Seems like it. Or at least your interpretation of what he said publicly.
Yes you are making things up on AMD's behalf. They haven't even stated anything like this, or nV for that matter because they know its not anywhere close to doing things like what you are mentioning.
So SLI and Crossfire have never existed without specific dev involvement? It's not typically done, at least well, because you end up with data dependencies between frames. No dependencies and AFR is pretty simple to schedule. The biggest hitch has always been the need to move a resource from one adapter to another to be used by the next frame. A task pretty simple task for synchronization primitives in DX12 and Vulkan. They seem to work really well keeping compute shaders from executing before any resources are required. These limitations you speak of seem mostly relegated to DX11 when rendering wouldn't be pipelined. If an app held off presenting the next frame until the current one completed I guess you could be correct.
What is that data, look above, that fix has not been done yet, and WON'T be done anytime soon.
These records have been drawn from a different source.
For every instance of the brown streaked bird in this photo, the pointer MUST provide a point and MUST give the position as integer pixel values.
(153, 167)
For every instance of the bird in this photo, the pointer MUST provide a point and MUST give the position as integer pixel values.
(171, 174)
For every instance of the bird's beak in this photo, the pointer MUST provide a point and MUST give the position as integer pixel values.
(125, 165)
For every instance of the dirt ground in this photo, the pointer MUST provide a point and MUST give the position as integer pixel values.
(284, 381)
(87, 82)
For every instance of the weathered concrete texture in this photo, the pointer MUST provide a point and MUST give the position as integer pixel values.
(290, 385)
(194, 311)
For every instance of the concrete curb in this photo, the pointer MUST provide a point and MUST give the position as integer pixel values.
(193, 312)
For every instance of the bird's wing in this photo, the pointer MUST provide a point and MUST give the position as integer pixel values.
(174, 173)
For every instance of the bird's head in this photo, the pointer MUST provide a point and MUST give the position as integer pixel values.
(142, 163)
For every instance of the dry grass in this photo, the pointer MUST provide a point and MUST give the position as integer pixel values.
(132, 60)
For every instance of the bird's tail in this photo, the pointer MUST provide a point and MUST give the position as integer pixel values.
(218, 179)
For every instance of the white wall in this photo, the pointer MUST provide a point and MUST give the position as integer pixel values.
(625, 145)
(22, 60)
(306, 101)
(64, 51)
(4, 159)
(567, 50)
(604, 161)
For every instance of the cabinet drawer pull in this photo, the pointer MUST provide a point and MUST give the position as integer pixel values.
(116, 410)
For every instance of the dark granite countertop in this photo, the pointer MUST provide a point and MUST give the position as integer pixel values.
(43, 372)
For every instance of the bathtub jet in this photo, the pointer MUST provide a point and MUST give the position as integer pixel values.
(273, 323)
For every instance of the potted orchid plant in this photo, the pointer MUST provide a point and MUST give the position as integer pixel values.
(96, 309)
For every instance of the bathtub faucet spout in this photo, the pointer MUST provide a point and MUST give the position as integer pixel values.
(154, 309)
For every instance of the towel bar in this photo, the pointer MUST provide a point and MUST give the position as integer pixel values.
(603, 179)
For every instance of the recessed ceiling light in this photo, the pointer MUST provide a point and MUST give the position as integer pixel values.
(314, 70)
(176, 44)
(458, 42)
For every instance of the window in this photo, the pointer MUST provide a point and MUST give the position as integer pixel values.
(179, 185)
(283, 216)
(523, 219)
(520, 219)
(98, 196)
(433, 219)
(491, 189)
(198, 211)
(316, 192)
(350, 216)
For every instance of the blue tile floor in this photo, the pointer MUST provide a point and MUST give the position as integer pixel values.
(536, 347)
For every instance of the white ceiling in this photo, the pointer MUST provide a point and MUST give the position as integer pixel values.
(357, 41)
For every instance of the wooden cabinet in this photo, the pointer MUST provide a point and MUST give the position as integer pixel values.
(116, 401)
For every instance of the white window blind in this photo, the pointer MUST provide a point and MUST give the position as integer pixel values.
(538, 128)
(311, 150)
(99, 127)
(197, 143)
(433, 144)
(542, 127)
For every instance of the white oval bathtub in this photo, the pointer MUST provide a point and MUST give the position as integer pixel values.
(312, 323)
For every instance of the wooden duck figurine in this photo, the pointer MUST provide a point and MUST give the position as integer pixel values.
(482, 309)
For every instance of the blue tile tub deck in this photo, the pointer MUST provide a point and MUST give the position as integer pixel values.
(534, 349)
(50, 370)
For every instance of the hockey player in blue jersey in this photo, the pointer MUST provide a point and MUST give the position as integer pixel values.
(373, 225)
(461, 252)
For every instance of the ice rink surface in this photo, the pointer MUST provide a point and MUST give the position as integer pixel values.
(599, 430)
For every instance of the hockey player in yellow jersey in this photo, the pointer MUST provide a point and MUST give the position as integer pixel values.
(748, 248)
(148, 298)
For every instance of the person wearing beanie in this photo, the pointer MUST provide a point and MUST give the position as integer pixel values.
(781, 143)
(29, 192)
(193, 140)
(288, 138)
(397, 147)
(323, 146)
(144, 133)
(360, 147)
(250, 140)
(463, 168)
This is why it's obvious you have no clue what you're talking about. You stated that elements of a GPU can't be directly connected to one another. An obviously false supposition as it's the basis of all chips. SM/CUs don't communicate wirelessly last I checked. They are wired together to send signals. Routing through a chip, interposer, or actual wires is irrelevant outside of communication speeds.
I never stated as such, but then again, there you go to something that is BS.
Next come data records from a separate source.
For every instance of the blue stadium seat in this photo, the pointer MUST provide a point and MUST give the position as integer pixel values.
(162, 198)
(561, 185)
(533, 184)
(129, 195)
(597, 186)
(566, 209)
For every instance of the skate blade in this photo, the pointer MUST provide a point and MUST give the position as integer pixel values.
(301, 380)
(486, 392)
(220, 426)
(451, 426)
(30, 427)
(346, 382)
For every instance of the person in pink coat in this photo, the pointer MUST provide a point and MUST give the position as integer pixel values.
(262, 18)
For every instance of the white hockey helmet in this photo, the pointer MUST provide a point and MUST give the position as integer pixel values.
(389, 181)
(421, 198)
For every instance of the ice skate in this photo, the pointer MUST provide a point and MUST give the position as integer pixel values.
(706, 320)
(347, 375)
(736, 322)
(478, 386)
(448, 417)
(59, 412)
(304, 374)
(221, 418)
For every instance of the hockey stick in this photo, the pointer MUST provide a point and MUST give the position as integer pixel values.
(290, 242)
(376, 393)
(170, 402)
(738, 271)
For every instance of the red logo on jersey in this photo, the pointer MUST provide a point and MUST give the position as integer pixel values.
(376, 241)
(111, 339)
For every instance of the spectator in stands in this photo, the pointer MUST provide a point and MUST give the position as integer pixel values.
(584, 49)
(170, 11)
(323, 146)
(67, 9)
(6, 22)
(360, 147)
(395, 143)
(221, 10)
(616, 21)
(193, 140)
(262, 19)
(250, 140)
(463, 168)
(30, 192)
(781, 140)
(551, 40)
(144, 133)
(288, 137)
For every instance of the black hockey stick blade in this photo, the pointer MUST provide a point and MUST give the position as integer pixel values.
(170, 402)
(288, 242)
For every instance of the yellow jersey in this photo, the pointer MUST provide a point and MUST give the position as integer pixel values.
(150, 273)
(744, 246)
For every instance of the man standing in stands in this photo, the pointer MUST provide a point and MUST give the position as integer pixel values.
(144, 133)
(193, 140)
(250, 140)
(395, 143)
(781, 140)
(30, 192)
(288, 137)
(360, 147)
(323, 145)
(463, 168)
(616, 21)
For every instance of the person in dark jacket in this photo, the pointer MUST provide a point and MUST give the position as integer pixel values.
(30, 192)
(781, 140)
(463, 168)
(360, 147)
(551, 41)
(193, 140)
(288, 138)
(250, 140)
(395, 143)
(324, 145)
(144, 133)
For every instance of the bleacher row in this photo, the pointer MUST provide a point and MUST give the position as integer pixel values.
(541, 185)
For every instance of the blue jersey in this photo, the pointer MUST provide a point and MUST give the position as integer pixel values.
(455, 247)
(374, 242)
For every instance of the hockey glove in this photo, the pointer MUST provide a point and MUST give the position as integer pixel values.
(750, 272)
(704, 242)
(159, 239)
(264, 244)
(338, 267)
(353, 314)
Where is the freckin link that says multi gpu's will work fine without any type of mgpu technology in the next 2 years? Made up? You stated they are already for sale. It must be a figment of your imagination!
The problem I feel I've pretty well laid out. I'm just not sure you understand what the past limitations actually were or why things were done the way they were.
In your twisted little mind that goes against any sane understanding of why the technologies evolved the way they have.....
Where did I mention compute, or even graphics in regards to P100? All I indicated was that an interposer was used for connecting HBM memory, which I'm unsure you understand the point of including it. The interposer exists because running that volume of traces through a PCB is prohibitive. The same reason running lots of traces to connect multiple GPUs would likely require an interposer. While I'm not saying this is what Vega is doing, elements of each GPU could be directly connected to each other as if on the same chip.
No you didn't it, nor did I even state you did, I just stated that you are lumping graphics and compute together and making assumptions (the first part of assumptions, is ass), shit this is simple stuff why it hasn't been done before, it had nothing to do with the bandwidth between the chips, it had everything to do with the chips communicating with each other. Actually if this problem was solved, they wouldn't need the extra bandwidth *or reduced bandwidth bottlenecks* that an interposer would provide to see many tangible benefits. It would make programmers lives that much easier to not worry about mGPU technologies.
is this retardville here, I must be in the wrong forum.